# 7.19: Titration Calculations


## Titration Calculations

For a neutralization reaction with a 1:1 stoichiometric ratio between the acid and the base, at the equivalence point in a neutralization, the moles of acid are equal to the moles of base.

$\ce{HCl} \left( aq \right) + \ce{NaOH} \left( aq \right) \rightarrow \ce{NaCl} \left( aq \right) + \ce{H_2O} \left( l \right)$

$\text{moles acid} = \text{moles base}$

Recall that the molarity $$\left( \text{M} \right)$$ of a solution is defined as the moles of the solute divided by the liters of solution $$\left( \text{L} \right)$$. So the moles of solute are therefore equal to the molarity of a solution multiplied by the volume in liters.

at the equivalence point : $\text{moles solute} = \text{M} \times \text{L}$

We can then set the moles of acid equal to the moles of base.

$\text{M}_A \times \text{V}_A = \text{M}_B \times \text{V}_B$

$$\text{M}_A$$ is the molarity of the acid, while $$\text{M}_B$$ is the molarity of the base. $$\text{V}_A$$ and $$\text{V}_B$$ are the volumes of the acid and base, respectively.

Suppose that a titration is performed and $$20.70 \: \text{mL}$$ of $$0.500 \: \text{M} \: \ce{NaOH}$$ is required to reach the end point when titrated against $$15.00 \: \text{mL}$$ of $$\ce{HCl}$$ of unknown concentration. The above equation can be used to solve for the molarity of the acid.

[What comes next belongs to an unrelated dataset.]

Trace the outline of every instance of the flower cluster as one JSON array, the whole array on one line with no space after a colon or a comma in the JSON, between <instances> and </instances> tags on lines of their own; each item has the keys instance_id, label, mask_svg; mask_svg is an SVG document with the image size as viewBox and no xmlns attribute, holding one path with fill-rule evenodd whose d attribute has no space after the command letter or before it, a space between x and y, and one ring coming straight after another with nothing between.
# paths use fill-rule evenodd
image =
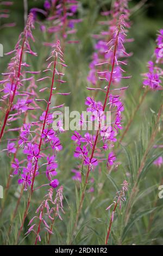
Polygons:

$\text{M}_A = \frac{\text{M}_B \times \text{V}_B}{\text{V}_A} = \frac{0.500 \: \text{M} \times 20.70 \: \text{mL}}{15.00 \: \text{mL}} = 0.690 \: \text{M}$

The higher molarity of the acid compared to the base in this case means that a smaller volume of the acid is required to reach the equivalence point.

The above equation works only for neutralizations in which there is a 1:1 ratio between the acid and the base.  When the formula of the acids or the base determines a different molar ratio, then the equation above cannot be applied. In this case, we can use traditional stoichiometric calculations. The example below demonstrates the technique to solve a titration problem for a titration of sulfuric acid with sodium hydroxide, which react in a 1:2 moles ratio.

Example $$\PageIndex{1}$$

In a titration of sulfuric acid against sodium hydroxide, $$32.20 \: \text{mL}$$ of $$0.250 \: \text{M} \: \ce{NaOH}$$ is required to neutralize $$26.60 \: \text{mL}$$ of $$\ce{H_2SO_4}$$. Calculate the molarity of the sulfuric acid.

$\ce{H_2SO_4} \left( aq \right) + 2 \ce{NaOH} \left( aq \right) \rightarrow \ce{Na_2SO_4} \left( aq \right) + 2 \ce{H_2O} \left( l \right)$

Solution

Step 1: List the known values and plan the problem.

• Molarity $$\ce{NaOH} = 0.250 \: \text{M}$$
• Volume $$\ce{NaOH} = 32.20 \: \text{mL}$$
• Volume $$\ce{H_2SO_4} = 26.60 \: \text{mL}$$

Unknown

• Molarity $$\ce{H_2SO_4} = ?$$

First determine the moles of $$\ce{NaOH}$$ in the reaction. From the mole ratio, calculate the moles of $$\ce{H_2SO_4}$$ that reacted. Finally, divide the moles of $$\ce{H_2SO_4}$$ by its volume to get the molarity.

Step 2: Solve.

\begin{align} &\text{mol} \: \ce{NaOH} = \text{M} \times \text{L} = 0.250 \: \text{M} \times 0.03220 \: \text{L} = 8.05 \times 10^{-3} \: \text{mol} \: \ce{NaOH} \\ &8.05 \times 10^{-3} \: \text{mol} \: \ce{NaOH} \times \frac{1 \: \text{mol} \: \ce{H_2SO_4}}{2 \: \text{mol} \: \ce{NaOH}} = 4.03 \times 10^{-3} \: \text{mol} \: \ce{H_2SO_4} \\ &\frac{4.03 \times 10^{-3} \: \text{mol} \: \ce{H_2SO_4}}{0.02660 \: \text{L}} = 0.151 \: \text{M} \: \ce{H_2SO_4} \end{align}

The volume of $$\ce{H_2SO_4}$$ required is smaller than the volume of $$\ce{NaOH}$$ because of the two hydrogen ions contributed by each molecule.